Today's problem originates in this conversation with Willie Wong about the Fourier transform of a Gaussian function

$$g_{\sigma}(x)=e^{-\sigma \lvert x \rvert^2},\quad x \in \mathbb{R}^n;$$

where $\sigma$ is a complex parameter. When $\Re (\sigma) \ge 0$, $g_\sigma$ is a tempered distribution$^{[1]}$ and so it is Fourier transformable.

On the contrary, it appears obvious that if $\Re(\sigma) <0$ then $g_\sigma$ is *not* tempered.

Question 1. What is the fastest way to prove this?

My guess is that one should exploit the fact that the pairing $$\int_{\mathbb{R}^n} g_\sigma(x)\varphi(x)\, dx$$ makes no sense for some $\varphi \in \mathcal{S}(\mathbb{R}^n)$. But is it enough? I am afraid that this argument is incomplete.

Question 2. More generally, is there some characterization oftempered functions, that is, functions which belong to the space $L^1_{\text{loc}}(\mathbb{R})\cap \mathcal{S}'(\mathbb{R})$?

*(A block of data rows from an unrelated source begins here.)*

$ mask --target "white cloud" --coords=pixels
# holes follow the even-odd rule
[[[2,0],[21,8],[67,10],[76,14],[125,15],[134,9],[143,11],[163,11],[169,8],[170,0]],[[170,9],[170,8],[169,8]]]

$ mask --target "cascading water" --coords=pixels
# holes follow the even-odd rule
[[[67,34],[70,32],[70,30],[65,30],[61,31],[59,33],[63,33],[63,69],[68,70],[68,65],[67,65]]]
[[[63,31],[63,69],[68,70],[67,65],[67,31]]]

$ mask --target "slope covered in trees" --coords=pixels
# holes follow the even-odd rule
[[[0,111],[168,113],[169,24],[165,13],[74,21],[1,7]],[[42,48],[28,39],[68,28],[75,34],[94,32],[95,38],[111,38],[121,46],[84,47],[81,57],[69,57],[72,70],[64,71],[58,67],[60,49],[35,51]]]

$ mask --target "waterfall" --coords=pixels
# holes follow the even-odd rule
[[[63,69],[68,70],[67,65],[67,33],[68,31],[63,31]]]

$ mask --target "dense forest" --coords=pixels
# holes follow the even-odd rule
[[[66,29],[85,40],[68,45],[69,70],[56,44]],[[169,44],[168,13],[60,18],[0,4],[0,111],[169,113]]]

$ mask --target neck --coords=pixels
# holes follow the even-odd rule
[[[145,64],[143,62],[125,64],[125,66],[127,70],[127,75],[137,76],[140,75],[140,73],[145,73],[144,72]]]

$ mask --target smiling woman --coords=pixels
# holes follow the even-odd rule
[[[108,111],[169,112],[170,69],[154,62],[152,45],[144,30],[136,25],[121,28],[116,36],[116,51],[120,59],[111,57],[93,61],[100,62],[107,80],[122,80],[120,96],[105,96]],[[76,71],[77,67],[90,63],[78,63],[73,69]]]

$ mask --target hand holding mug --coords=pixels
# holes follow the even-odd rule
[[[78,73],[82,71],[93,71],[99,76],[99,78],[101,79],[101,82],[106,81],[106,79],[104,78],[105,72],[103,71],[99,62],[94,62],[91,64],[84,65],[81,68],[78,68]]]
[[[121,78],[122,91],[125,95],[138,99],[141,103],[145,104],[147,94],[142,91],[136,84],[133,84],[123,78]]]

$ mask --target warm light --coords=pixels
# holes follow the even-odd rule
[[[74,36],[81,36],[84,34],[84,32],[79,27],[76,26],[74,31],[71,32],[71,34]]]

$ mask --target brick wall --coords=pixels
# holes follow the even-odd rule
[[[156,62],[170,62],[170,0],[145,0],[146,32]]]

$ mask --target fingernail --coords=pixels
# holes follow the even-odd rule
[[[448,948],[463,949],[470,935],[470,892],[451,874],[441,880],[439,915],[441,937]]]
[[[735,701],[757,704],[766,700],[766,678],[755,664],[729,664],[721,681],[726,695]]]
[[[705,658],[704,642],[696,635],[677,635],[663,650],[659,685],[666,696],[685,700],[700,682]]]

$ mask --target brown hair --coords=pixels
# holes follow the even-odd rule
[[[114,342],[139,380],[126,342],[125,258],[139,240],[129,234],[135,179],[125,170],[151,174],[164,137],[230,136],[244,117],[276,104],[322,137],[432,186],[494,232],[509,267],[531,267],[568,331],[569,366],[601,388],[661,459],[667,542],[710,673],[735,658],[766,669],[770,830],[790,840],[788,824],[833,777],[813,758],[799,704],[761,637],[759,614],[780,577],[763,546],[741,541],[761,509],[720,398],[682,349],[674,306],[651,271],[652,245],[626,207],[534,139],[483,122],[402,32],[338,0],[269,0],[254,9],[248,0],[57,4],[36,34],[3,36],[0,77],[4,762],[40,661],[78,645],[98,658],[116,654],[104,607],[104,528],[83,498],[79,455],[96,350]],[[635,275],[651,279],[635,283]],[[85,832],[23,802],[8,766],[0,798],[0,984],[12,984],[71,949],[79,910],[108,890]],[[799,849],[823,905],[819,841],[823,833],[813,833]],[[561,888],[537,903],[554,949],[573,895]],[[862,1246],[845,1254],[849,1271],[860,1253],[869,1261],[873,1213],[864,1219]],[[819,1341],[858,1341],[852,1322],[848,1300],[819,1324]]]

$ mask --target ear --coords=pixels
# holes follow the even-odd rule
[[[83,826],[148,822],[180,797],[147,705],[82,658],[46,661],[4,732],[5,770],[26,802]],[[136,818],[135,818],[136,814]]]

The only tempered functions that I know are *polynomially growing functions*. By this I mean the functions of the form $Pu$, where $P$ is a polynomial and $u \in L^p(\mathbb{R}^n)$ for some $p\in[1, \infty]$.

Question 3. Is it true that all tempered functions are polynomially growing functions?

$^{[1]}$ The definition of *tempered distribution* I refer to is the following.

A distribution $T \in \mathcal{D}'(\mathbb{R}^n)$ is called *tempered* if for every sequence $\varphi_n \in \mathcal{D}(\mathbb{R}^n)$ such that $\varphi_n \to 0$ in the Schwartz class sense, it happens that $\langle T, \varphi_n \rangle \to 0$. If this is the case then $T$ uniquely extends to a continuous linear functional on $\mathcal{S}(\mathbb{R}^n)$ and we write $T \in \mathcal{S}'(\mathbb{R}^n)$.